Así nos lo cuenta su heredero oficial. Álvaro Barreiro, propietario de la pastelería Ramos, situada en la calle Pí y Margall, nos cuenta una historia que nace en Rusia, pasa por Argentina y, finalmente, llega a Vigo. En la ciudad, fueron los artesanos de la familia Arrondo los que la popularizaron en su negocio situado frente al ahora Teatro, donde también trabajó el padre de Álvaro, que después mantendría la receta en su propio obrador. "Por aquel entonces, muchos pasteleros de la ciudad hacían esta tarta, pero no hubo relevo en siguientes generaciones, y hoy sólo la cocinamos aquí y en un establecimiento de Coia", comenta el artesano de Ramos, que se puso al frente del negocio y de su tradicional libro de recetas al fallecer su padre. Nos colamos en este obrador para saber todo sobre la Tarta Llanderas.
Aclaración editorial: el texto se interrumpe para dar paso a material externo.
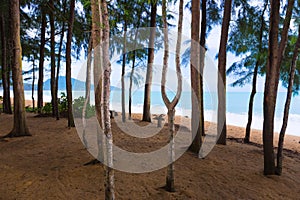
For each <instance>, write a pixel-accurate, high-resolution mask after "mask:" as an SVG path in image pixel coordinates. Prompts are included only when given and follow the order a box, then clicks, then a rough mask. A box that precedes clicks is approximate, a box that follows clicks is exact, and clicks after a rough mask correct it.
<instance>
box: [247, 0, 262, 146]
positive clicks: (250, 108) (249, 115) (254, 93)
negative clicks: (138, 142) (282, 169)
mask: <svg viewBox="0 0 300 200" xmlns="http://www.w3.org/2000/svg"><path fill="white" fill-rule="evenodd" d="M267 6H268V1H266V2H265V5H264V9H263V12H262V14H261V26H260V33H259V44H258V52H259V53H261V51H262V43H263V34H264V23H265V20H264V15H265V11H266V9H267ZM259 62H260V61H259V59H258V58H257V60H256V63H255V67H254V71H253V80H252V91H251V94H250V100H249V110H248V122H247V126H246V134H245V138H244V142H245V143H249V142H250V132H251V124H252V116H253V103H254V97H255V94H256V85H257V75H258V68H259Z"/></svg>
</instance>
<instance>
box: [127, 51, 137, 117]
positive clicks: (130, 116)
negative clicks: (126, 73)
mask: <svg viewBox="0 0 300 200" xmlns="http://www.w3.org/2000/svg"><path fill="white" fill-rule="evenodd" d="M134 49H135V48H134ZM135 55H136V50H133V58H132V67H131V72H130V80H129V102H128V112H129V114H128V119H131V104H132V84H133V83H132V82H133V74H134V69H135Z"/></svg>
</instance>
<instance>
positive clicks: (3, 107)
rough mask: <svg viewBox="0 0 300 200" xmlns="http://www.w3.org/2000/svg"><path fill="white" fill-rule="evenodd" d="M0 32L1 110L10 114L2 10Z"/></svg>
mask: <svg viewBox="0 0 300 200" xmlns="http://www.w3.org/2000/svg"><path fill="white" fill-rule="evenodd" d="M0 12H1V13H0V34H1V47H2V49H1V52H2V53H1V56H2V57H1V60H2V63H1V64H2V84H3V112H4V113H6V114H12V109H11V102H10V76H9V74H10V70H9V68H8V65H7V45H6V43H7V41H6V29H5V19H4V13H3V11H0Z"/></svg>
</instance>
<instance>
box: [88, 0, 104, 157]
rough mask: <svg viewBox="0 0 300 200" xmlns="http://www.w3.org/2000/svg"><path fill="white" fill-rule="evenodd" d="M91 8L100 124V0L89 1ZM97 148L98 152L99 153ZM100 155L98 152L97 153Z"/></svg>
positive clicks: (100, 151) (100, 105)
mask: <svg viewBox="0 0 300 200" xmlns="http://www.w3.org/2000/svg"><path fill="white" fill-rule="evenodd" d="M91 10H92V44H93V49H94V67H93V70H94V93H95V105H96V114H97V119H98V122H99V124H100V127H103V126H102V111H103V109H102V63H101V62H100V58H102V54H101V48H100V44H101V40H102V29H101V25H102V11H101V2H100V0H92V1H91ZM100 152H101V151H100V148H99V153H100ZM99 155H100V154H99Z"/></svg>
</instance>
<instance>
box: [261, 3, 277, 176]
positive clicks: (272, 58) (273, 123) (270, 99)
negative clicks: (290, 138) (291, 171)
mask: <svg viewBox="0 0 300 200" xmlns="http://www.w3.org/2000/svg"><path fill="white" fill-rule="evenodd" d="M279 7H280V2H279V1H277V0H271V15H270V30H269V52H268V64H267V71H266V82H265V91H264V104H263V105H264V123H263V148H264V174H265V175H272V174H274V173H275V163H274V150H273V138H274V133H273V130H274V111H275V103H276V94H277V87H278V85H277V84H276V79H277V77H278V78H279V68H278V65H277V62H278V25H279Z"/></svg>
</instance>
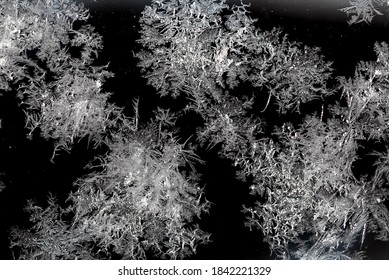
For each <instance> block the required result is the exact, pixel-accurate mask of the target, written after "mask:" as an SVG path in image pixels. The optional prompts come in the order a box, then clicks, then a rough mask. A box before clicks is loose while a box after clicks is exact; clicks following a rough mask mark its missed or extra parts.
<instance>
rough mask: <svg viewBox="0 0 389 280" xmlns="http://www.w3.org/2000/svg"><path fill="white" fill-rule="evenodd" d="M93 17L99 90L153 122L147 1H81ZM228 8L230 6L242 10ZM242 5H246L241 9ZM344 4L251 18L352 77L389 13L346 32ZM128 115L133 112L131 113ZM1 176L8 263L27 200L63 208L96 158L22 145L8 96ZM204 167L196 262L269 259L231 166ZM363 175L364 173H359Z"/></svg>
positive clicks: (1, 203) (343, 3)
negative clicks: (205, 214)
mask: <svg viewBox="0 0 389 280" xmlns="http://www.w3.org/2000/svg"><path fill="white" fill-rule="evenodd" d="M79 2H83V3H84V4H85V5H86V7H88V8H89V9H90V12H91V19H90V23H91V24H92V25H93V26H95V27H96V31H97V32H98V33H100V34H101V35H102V36H103V39H104V50H103V52H102V53H101V55H100V57H99V62H101V63H108V62H109V63H110V70H111V71H112V72H114V73H115V77H114V78H112V79H110V80H109V81H108V82H107V83H106V84H105V85H104V90H106V91H109V92H112V93H114V95H113V100H112V102H115V103H116V104H117V105H119V106H122V107H125V108H129V109H131V107H132V105H131V104H132V98H133V97H137V96H140V98H141V106H140V109H141V110H140V112H141V119H143V120H147V119H149V118H150V117H151V109H154V107H155V104H156V103H157V102H160V100H159V99H158V98H157V96H156V95H155V94H154V91H153V89H152V88H150V87H148V86H146V85H145V80H144V79H142V78H141V76H140V73H139V71H138V69H137V68H136V61H135V60H134V58H133V53H132V51H136V50H137V48H138V46H137V45H136V44H135V39H136V38H137V36H138V34H137V30H138V29H139V25H138V19H139V16H140V12H141V10H142V9H143V8H144V6H145V5H146V4H149V3H150V1H141V0H127V1H125V0H121V1H116V0H113V1H112V0H106V1H102V0H97V1H91V0H82V1H81V0H80V1H79ZM239 2H240V1H228V2H227V3H239ZM244 2H246V3H247V1H244ZM346 3H347V1H335V0H332V1H324V0H323V1H308V0H306V1H301V0H299V1H286V0H285V1H280V0H276V1H270V0H258V1H253V5H252V7H251V8H250V10H251V11H252V16H253V17H254V18H257V19H258V22H257V25H258V27H259V28H261V29H265V30H269V29H271V28H273V27H275V26H279V27H281V28H282V29H283V30H284V31H285V32H286V33H288V34H289V38H290V39H291V40H296V41H299V42H302V43H303V44H306V45H309V46H318V47H320V48H321V49H322V53H323V55H324V56H325V58H326V59H327V60H329V61H333V68H334V74H335V75H345V76H350V75H352V74H353V73H354V68H355V65H356V64H357V62H358V61H360V60H374V59H375V56H374V51H373V45H374V43H375V42H376V41H386V42H388V41H389V40H388V36H389V32H388V31H389V30H388V24H387V23H388V22H387V19H389V15H388V13H386V14H385V15H384V16H381V17H377V18H376V19H375V20H374V22H373V23H372V24H370V25H367V24H359V25H354V26H349V25H348V24H347V22H346V21H347V18H346V16H345V15H344V14H343V13H341V12H339V11H338V10H337V9H339V8H341V7H343V6H346ZM129 112H130V111H129ZM0 117H1V118H2V119H3V121H2V129H1V130H0V173H1V172H2V173H3V174H5V175H3V176H2V177H3V180H4V182H5V184H6V185H7V188H6V189H5V190H4V191H3V192H2V193H0V221H1V225H0V254H1V258H2V259H12V254H11V252H10V250H9V249H8V246H9V241H8V230H9V228H10V227H11V226H15V225H20V226H28V225H29V223H28V215H27V214H25V213H24V212H23V207H24V205H25V203H26V200H27V199H31V198H33V199H35V200H37V201H38V202H39V203H40V204H41V205H42V206H44V205H45V200H46V198H47V194H48V192H52V193H54V194H56V195H57V196H59V200H60V201H61V200H64V199H65V198H66V197H67V194H68V193H69V191H71V190H72V187H71V185H72V182H73V181H74V180H75V179H77V178H78V177H79V176H82V175H84V174H86V172H87V171H86V170H85V169H83V167H84V166H85V164H86V163H87V162H88V161H90V160H91V159H92V158H93V156H94V154H95V153H96V152H94V151H91V150H88V149H87V148H86V144H85V143H84V142H83V141H81V142H80V143H78V144H76V145H75V147H74V149H73V150H72V153H71V155H69V154H67V153H61V154H60V156H58V157H57V158H56V160H55V164H52V163H50V161H49V160H50V157H51V152H52V148H53V147H52V144H51V143H50V142H47V141H45V140H42V139H41V138H39V137H35V138H34V139H33V140H32V141H30V140H27V139H26V137H25V134H26V131H25V129H24V115H23V112H22V111H21V110H20V108H19V107H18V106H17V101H16V100H15V99H14V98H12V97H11V96H9V95H4V96H3V97H1V99H0ZM201 157H202V159H204V160H206V161H207V164H206V165H205V166H202V167H199V171H200V172H201V173H202V174H203V177H202V181H203V182H204V185H205V188H206V192H207V199H208V200H210V201H211V202H212V203H213V206H212V208H211V211H210V214H209V215H208V216H204V218H203V219H202V221H200V222H201V225H202V227H203V228H204V230H206V231H208V232H210V233H212V236H211V238H212V240H213V242H212V243H210V244H208V245H206V246H201V247H200V248H199V252H198V254H197V255H196V256H194V258H196V259H267V258H269V251H268V249H267V247H266V245H265V244H263V243H261V242H260V240H261V238H260V233H259V232H258V231H250V230H249V229H247V228H245V227H244V225H243V222H244V216H243V214H242V213H241V207H242V204H244V203H246V202H248V201H249V200H250V198H249V196H248V195H247V193H248V185H246V184H244V183H241V182H239V181H238V180H236V179H235V175H234V173H235V170H234V169H233V167H232V166H231V164H230V162H228V161H226V160H223V159H220V158H218V157H217V154H216V152H213V151H210V152H209V153H203V154H201ZM362 168H363V165H362ZM388 249H389V246H388V245H387V243H383V242H374V243H372V244H371V245H370V246H369V250H368V257H369V258H371V259H389V250H388Z"/></svg>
Así se hace la tarta de Vigo

Curiosamente, la Llanderas comparte ingrediente principal con las otras dos tartas gallegas más populares: la almendra. Aunque en el caso del dulce vigués, el fruto seco aparece en dos versiones, molido y en láminas tostadas al horno. Los rollitos de chocolate son parte de su sello decorativo que remata una tarta que, si bien es bienvenida al paladar todo el año, suele competir en el carrusel de dulces navideños de las mesas viguesas en la cena de Nochebuena.